Michael Waitze 34:14
Yeah, exactly. That’s also part of the whole culture you’re talking about.

Ankur Joshi 34:16
Yeah, that cultural shift is something which we’re bringing, but other than like to the previous point, I probably forgot to mention, we also are seeing a reverse hiring happening, where people who left us in 2019 2020 2021 are coming back and joining the company 100 Is the core reason for that is the culture. Yeah, the ownership that you were speaking about that they have the agency they have the ownership to take decisions and the freedom to fail, which they probably were not provided in other organizations or was suffocated of opportunities, and that we are very clear that we have to have to provide if we have to maintain our edge as a company which slightly operates differently.

Michael Waitze 35:00
Yeah, look, I want to say this and then I’ll let you go. But I think it’s so hard to explain to people this idea that people really are willing to trade agency for money. Most all cases, people want to have impact, they want to make a difference. They want to feel like at the end of the day, they weren’t just like taking something from pile a and putting it into pile B and going home and having dinner with their family.

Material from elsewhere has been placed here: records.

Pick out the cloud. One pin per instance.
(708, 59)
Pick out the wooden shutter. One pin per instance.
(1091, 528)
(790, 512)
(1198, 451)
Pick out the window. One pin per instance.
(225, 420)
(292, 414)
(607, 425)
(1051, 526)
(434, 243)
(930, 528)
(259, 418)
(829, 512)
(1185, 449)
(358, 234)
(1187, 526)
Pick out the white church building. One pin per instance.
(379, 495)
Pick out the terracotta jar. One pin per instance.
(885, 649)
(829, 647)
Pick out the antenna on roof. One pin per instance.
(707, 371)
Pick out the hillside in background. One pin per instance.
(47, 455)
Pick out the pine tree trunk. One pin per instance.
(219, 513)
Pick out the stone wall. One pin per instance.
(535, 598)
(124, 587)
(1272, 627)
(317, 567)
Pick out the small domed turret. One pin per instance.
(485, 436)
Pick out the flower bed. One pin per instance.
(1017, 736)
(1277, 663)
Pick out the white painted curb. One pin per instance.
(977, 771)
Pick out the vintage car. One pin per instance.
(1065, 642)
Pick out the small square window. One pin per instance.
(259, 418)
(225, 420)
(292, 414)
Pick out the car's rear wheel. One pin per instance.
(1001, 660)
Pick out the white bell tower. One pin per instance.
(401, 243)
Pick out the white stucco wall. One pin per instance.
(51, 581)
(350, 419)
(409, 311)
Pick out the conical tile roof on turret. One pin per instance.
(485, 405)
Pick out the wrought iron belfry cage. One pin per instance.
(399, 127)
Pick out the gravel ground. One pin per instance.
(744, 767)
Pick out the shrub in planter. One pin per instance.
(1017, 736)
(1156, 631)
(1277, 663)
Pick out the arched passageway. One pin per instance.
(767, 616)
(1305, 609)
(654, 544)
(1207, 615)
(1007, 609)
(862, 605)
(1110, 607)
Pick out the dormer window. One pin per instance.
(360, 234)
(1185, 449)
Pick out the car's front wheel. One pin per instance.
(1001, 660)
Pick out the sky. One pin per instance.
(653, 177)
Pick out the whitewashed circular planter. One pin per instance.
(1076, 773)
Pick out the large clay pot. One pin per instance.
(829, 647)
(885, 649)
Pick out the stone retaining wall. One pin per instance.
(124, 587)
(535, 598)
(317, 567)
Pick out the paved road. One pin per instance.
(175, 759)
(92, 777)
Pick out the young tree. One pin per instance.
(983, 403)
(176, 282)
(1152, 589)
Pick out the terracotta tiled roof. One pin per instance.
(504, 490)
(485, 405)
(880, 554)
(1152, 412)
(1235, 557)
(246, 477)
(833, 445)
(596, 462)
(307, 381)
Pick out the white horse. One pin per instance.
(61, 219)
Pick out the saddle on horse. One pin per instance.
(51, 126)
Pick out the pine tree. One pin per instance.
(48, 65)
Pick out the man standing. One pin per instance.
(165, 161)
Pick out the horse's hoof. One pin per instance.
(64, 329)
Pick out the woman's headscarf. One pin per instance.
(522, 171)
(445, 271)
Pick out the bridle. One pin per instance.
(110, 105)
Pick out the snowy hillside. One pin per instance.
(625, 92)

They want to be able to go home and say, today, I accomplished something, I had this long term goal, and I did it and I affected it. And even if they make $10, less, they don’t care. Because the joy that comes with actually doing that thing is has more value than $10 could buy you anyway.

Ankur Joshi 35:31
Yeah, to be honest, that $10 is not going to buy you anything because that $10 Extra $10 go into a bank account or a mutual fund and stay there for the rest of your life. That money is never going to be put to use in buying an asset or doing anything. Yeah. So quite honestly, 50 years from now that $10 has absolutely no value because it has not given you any joy. Zero. It has not given you any joy at all.

Michael Waitze 35:55
Okay, I’m gonna let you go. I love this conversation. Ankur Joshi, a founder and the CEO of Nuclei. I’m so glad you reached out to me. You said I have some stuff I want to cover with you. A lot of things have changed. A lot of things have changed. And you have to promise me that you’ll do this again. Oh, that was definitely it can be a year later. I don’t care when but whatever you want. You just call me ping me and just go on coming on the show here. The three things I want to talk about. We’ll definitely do it is that cool?

Ankur Joshi 36:16
Most definitely. Absolutely would love to do that. It’s a pleasure as always to be on the show. Thank you so much.